Dartontay McCoy nearly willed the Early County boys basketball team to a win Thursday night in the Region 1-AA semifinals with 20 points, but the Bobcats fell short, 57-52.
QUITMAN — Darontay McCoy’s voice was low, way down there where it hurts. His vocal chords were fine. His heart was just a bit out of sync.
“We will come out stronger,’’ he said. “This will make us better.’’
Thursday‘s bitter, 57-52 loss to Thomasville in the Region 1-AA semifinals might just do that for Early County, a team that has played bigger than its size all year.
The Bobcats had to rise up and play bigger against Thomasville — play bigger or get run over by the Bulldogs’ enormous front, which stands 6-foot-8, 6-6, and 6-6.
Nobody runs over Early, and in the end it took huge once-in-a career shots by a couple of Bulldogs who came off the bench just in time to lift Thomasville into tonight’s Region 1-AA championship game in Quitman.
Early County, ranked No. 2 in The Herald’s Fab 5 Poll, is now relegated to the third-place game at 5:30 p.m. against Cook, but McCoy promises much more out of the Bobcats tonight — and if Early delivers, it might just be ready to make a significant run in the state tournament next week. They ran hard at state-ranked Thomasville, which stormed out to a big lead on the shoulders of Greg Wimberly, and hung on, thanks to a floater from Andrew Parker, who gave the Bulldogs a 50-48 lead, and a long 2-pointer by Devonta Wyche with 1:37 left to all but seal the game.
Those two backups backed Early into a corner, and even Ladonis Yarbrough’s 3-pointer with 1:22 left wasn’t enough, because Wyche answered it with a pair of free throws with 58 seconds left to make it a 54-51 game, and Wimberly, who did everything but make out the lineup, blocked his third shot of the game to all but put it away for Thomasville.
Yarbrough finished with 14 points, and Jacori Taylor finished with six before fouling out. Thomasville‘s 6-8 center Willie Clayton scored nine points and also fouled out.
“The difference in the game was Greg (Wimberly),’’ Early County coach Randy Isom said. “We shut everybody else down, but he showed up. He showed up and stepped up.’’
Wimberly opened the game with an alley-oop slam and never slowed down. He just kept coming, and Thomasville took an 11-2 lead before the Bobcats knew what hit them. Wimberly went to halftime with 18 points that lifted his team to a 31-25 lead. Then he opened the second half with a trey to lift the Bulldogs to a 34-25 cushion. He finished with 26 points, eight rebounds and the respect of everyone in the Brooks County gym.

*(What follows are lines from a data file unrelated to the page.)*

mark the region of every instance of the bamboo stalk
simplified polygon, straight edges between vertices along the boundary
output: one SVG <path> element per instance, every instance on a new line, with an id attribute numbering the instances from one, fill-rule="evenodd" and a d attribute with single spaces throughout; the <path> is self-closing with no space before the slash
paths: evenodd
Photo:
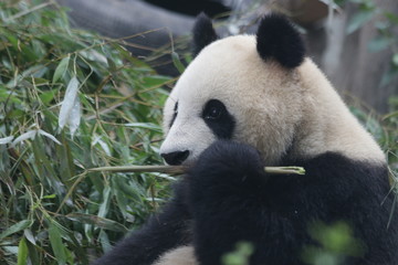
<path id="1" fill-rule="evenodd" d="M 182 174 L 187 171 L 184 166 L 122 166 L 122 167 L 101 167 L 87 169 L 88 172 L 158 172 Z M 264 171 L 271 174 L 305 174 L 305 169 L 301 167 L 264 167 Z"/>

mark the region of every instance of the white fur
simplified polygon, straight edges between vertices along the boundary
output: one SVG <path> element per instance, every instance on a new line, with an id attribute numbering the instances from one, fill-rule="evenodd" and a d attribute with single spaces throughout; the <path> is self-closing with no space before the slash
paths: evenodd
<path id="1" fill-rule="evenodd" d="M 198 265 L 192 246 L 181 246 L 166 252 L 154 265 Z"/>
<path id="2" fill-rule="evenodd" d="M 264 62 L 252 35 L 213 42 L 187 67 L 165 106 L 161 152 L 190 150 L 187 162 L 192 162 L 216 140 L 200 117 L 211 98 L 235 118 L 232 139 L 258 148 L 268 165 L 276 166 L 287 148 L 293 158 L 338 151 L 357 160 L 385 160 L 310 59 L 295 70 Z M 169 129 L 176 100 L 178 115 Z"/>
<path id="3" fill-rule="evenodd" d="M 237 125 L 232 139 L 254 146 L 268 165 L 337 151 L 374 163 L 385 156 L 310 60 L 295 70 L 264 62 L 255 38 L 230 36 L 207 46 L 187 67 L 165 106 L 167 135 L 160 151 L 190 150 L 195 161 L 216 140 L 201 118 L 209 99 L 221 100 Z M 178 115 L 169 129 L 174 107 Z M 155 265 L 196 265 L 191 246 L 172 250 Z"/>

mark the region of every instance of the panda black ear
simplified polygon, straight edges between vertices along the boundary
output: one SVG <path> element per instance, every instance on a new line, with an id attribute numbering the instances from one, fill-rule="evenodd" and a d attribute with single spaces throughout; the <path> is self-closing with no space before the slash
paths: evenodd
<path id="1" fill-rule="evenodd" d="M 294 68 L 305 55 L 304 42 L 294 25 L 281 14 L 265 15 L 256 32 L 256 50 L 263 60 L 274 59 Z"/>
<path id="2" fill-rule="evenodd" d="M 218 39 L 212 26 L 211 20 L 203 12 L 201 12 L 193 25 L 193 56 L 211 42 Z"/>

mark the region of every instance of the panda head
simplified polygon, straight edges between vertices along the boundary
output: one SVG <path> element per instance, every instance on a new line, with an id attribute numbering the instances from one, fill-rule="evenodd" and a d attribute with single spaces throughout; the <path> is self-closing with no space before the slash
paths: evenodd
<path id="1" fill-rule="evenodd" d="M 200 15 L 193 28 L 197 56 L 164 108 L 166 139 L 160 153 L 167 163 L 189 165 L 217 139 L 251 145 L 269 165 L 341 144 L 326 147 L 325 135 L 336 131 L 320 123 L 323 115 L 331 115 L 328 106 L 337 116 L 349 114 L 304 57 L 303 41 L 291 22 L 270 14 L 255 35 L 217 39 L 211 21 Z M 325 104 L 315 112 L 321 97 Z"/>

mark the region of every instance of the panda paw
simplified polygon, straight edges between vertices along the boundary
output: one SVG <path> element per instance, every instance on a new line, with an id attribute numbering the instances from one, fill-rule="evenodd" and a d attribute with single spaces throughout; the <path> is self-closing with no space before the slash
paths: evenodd
<path id="1" fill-rule="evenodd" d="M 254 148 L 233 141 L 216 141 L 189 171 L 191 201 L 222 200 L 239 194 L 252 197 L 265 184 L 262 165 Z"/>

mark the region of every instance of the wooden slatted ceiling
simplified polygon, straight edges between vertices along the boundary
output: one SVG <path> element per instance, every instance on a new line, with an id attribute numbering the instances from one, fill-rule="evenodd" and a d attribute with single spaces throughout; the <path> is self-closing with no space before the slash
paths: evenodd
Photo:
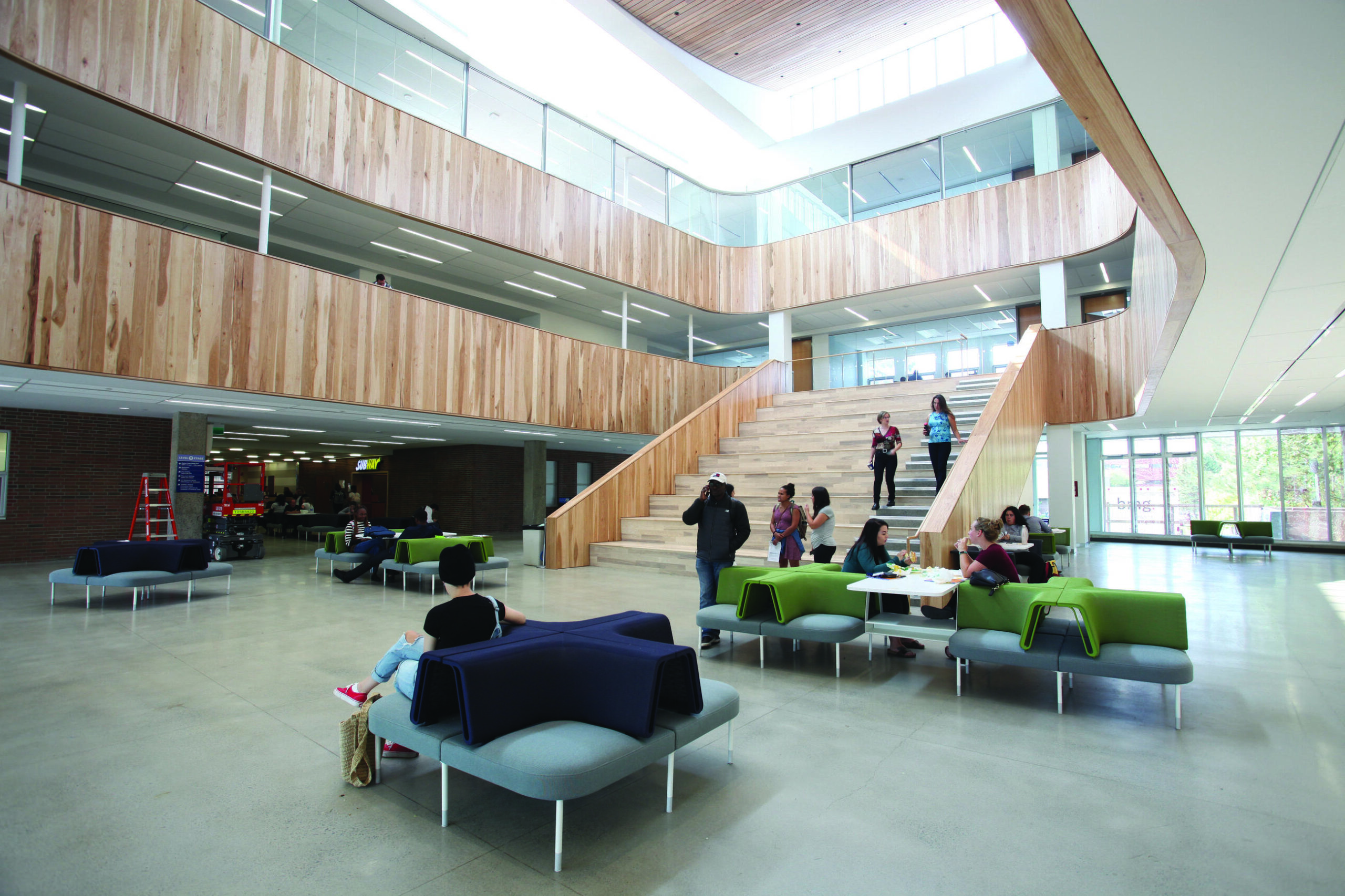
<path id="1" fill-rule="evenodd" d="M 859 59 L 983 0 L 616 0 L 693 57 L 771 90 Z"/>
<path id="2" fill-rule="evenodd" d="M 0 184 L 0 362 L 662 433 L 738 369 L 624 351 Z M 22 284 L 22 285 L 20 285 Z"/>
<path id="3" fill-rule="evenodd" d="M 374 101 L 196 0 L 0 3 L 0 51 L 360 202 L 728 313 L 1088 252 L 1135 204 L 1107 161 L 765 246 L 716 246 Z"/>

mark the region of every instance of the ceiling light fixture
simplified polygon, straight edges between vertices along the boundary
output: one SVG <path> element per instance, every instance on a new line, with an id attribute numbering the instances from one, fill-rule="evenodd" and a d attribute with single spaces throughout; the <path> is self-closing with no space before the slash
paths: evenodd
<path id="1" fill-rule="evenodd" d="M 525 287 L 523 284 L 514 283 L 512 280 L 506 280 L 504 283 L 508 284 L 508 285 L 511 285 L 511 287 L 514 287 L 514 288 L 516 288 L 516 289 L 527 289 L 529 292 L 535 292 L 539 296 L 546 296 L 547 299 L 555 299 L 555 293 L 554 292 L 542 292 L 541 289 L 533 289 L 531 287 Z"/>
<path id="2" fill-rule="evenodd" d="M 646 308 L 644 305 L 638 305 L 633 301 L 631 303 L 631 307 L 632 308 L 639 308 L 640 311 L 648 311 L 650 313 L 659 315 L 660 318 L 671 318 L 672 316 L 672 315 L 667 313 L 666 311 L 659 311 L 658 308 Z"/>
<path id="3" fill-rule="evenodd" d="M 219 405 L 213 401 L 187 401 L 186 398 L 167 398 L 165 405 L 195 405 L 198 408 L 226 408 L 229 410 L 260 410 L 262 413 L 274 413 L 274 408 L 253 408 L 252 405 Z"/>
<path id="4" fill-rule="evenodd" d="M 409 233 L 413 237 L 420 237 L 421 239 L 429 239 L 430 242 L 437 242 L 441 246 L 448 246 L 449 249 L 457 249 L 459 252 L 471 252 L 467 246 L 460 246 L 456 242 L 449 242 L 448 239 L 440 239 L 438 237 L 432 237 L 428 233 L 420 233 L 418 230 L 412 230 L 410 227 L 398 227 L 402 233 Z"/>
<path id="5" fill-rule="evenodd" d="M 229 196 L 221 196 L 218 192 L 210 192 L 208 190 L 202 190 L 200 187 L 192 187 L 191 184 L 186 184 L 186 183 L 180 183 L 180 182 L 175 183 L 174 186 L 175 187 L 182 187 L 183 190 L 191 190 L 192 192 L 200 192 L 200 194 L 204 194 L 207 196 L 214 196 L 215 199 L 223 199 L 225 202 L 231 202 L 235 206 L 242 206 L 243 209 L 252 209 L 253 211 L 261 211 L 261 206 L 254 206 L 253 203 L 250 203 L 250 202 L 242 202 L 241 199 L 230 199 Z M 270 214 L 276 215 L 277 218 L 282 217 L 278 211 L 273 211 Z"/>
<path id="6" fill-rule="evenodd" d="M 221 168 L 219 165 L 213 165 L 208 161 L 202 161 L 200 159 L 196 159 L 196 164 L 210 168 L 211 171 L 218 171 L 219 174 L 226 174 L 230 178 L 238 178 L 239 180 L 246 180 L 247 183 L 256 183 L 261 186 L 261 180 L 257 180 L 257 178 L 249 178 L 247 175 L 238 174 L 237 171 L 230 171 L 229 168 Z M 295 192 L 293 190 L 285 190 L 284 187 L 277 187 L 276 184 L 272 184 L 270 188 L 274 190 L 276 192 L 288 192 L 289 195 L 299 196 L 300 199 L 308 198 L 301 192 Z"/>
<path id="7" fill-rule="evenodd" d="M 364 417 L 364 420 L 373 420 L 374 422 L 402 422 L 409 426 L 434 426 L 438 429 L 438 424 L 425 422 L 424 420 L 393 420 L 391 417 Z M 402 436 L 402 439 L 418 439 L 420 436 Z"/>
<path id="8" fill-rule="evenodd" d="M 555 283 L 564 283 L 566 287 L 574 287 L 576 289 L 588 289 L 588 287 L 581 287 L 577 283 L 570 283 L 569 280 L 561 280 L 560 277 L 553 277 L 543 270 L 534 270 L 538 277 L 546 277 L 547 280 L 554 280 Z"/>
<path id="9" fill-rule="evenodd" d="M 441 264 L 444 264 L 438 258 L 430 258 L 429 256 L 422 256 L 422 254 L 414 253 L 410 249 L 398 249 L 397 246 L 389 246 L 386 242 L 375 242 L 375 241 L 370 239 L 369 245 L 378 246 L 379 249 L 387 249 L 389 252 L 397 252 L 397 253 L 401 253 L 404 256 L 410 256 L 412 258 L 420 258 L 421 261 L 428 261 L 432 265 L 441 265 Z"/>

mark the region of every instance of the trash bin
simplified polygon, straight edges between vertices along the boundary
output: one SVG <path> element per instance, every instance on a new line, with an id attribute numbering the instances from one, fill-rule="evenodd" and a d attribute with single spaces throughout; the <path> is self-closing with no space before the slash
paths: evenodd
<path id="1" fill-rule="evenodd" d="M 523 526 L 523 565 L 546 565 L 546 523 Z"/>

Thomasville built the lead to 10 and 12 points at times, but Early simply wouldn’t go away.
“We had a rough time early in the game,’’ McCoy said. “But coach told us we had to get going, and we had to run. That‘s what we did in the second half.’’
Despite being outsized, Early came back, forcing 21 turnovers, including 12 in the second half. McCoy was inspiring as he and 6-2 center Taylor battled inside all night. It was Taylor’s first game back from a knee injury, but his return shows promise for a Bobcats team that can run with anyone.
McCoy scored 11 of his team-high 20 points in the fourth quarter and finally caught the Bulldogs when he dropped in three free throws after a Bulldogs’ technical foul. Then he banked in a put-back on the ensuing possession to knot things at 48-48 with 3:57 left.
“Darontay gave me everything,’’ Isom said. “And I’m so proud of Cori, the way he played against those 6-8, 6-6 guys. When we tied it, I thought we were going to win it. We just needed to get the lead. If we would have taken the lead, they would could have made them come out of their zone and play us man-to-man.’’
Then Thomasville’s back-ups struck back.
They hit back-to-back big shots to lift Thomasville, which is the three-time defending Region 1-AA champions.
“About the only thing we did wrong was in our shot selection,’’ Isom said. “We just need to take better shots — shots that favor us. But I’m proud of my kids. We were down by 10, 12 points, and we fought back. They have the character to be fighters. We just have to be smarter. We have to be smarter fighters.’’
And maybe a little stronger.
“We will be stronger,’’ McCoy promised.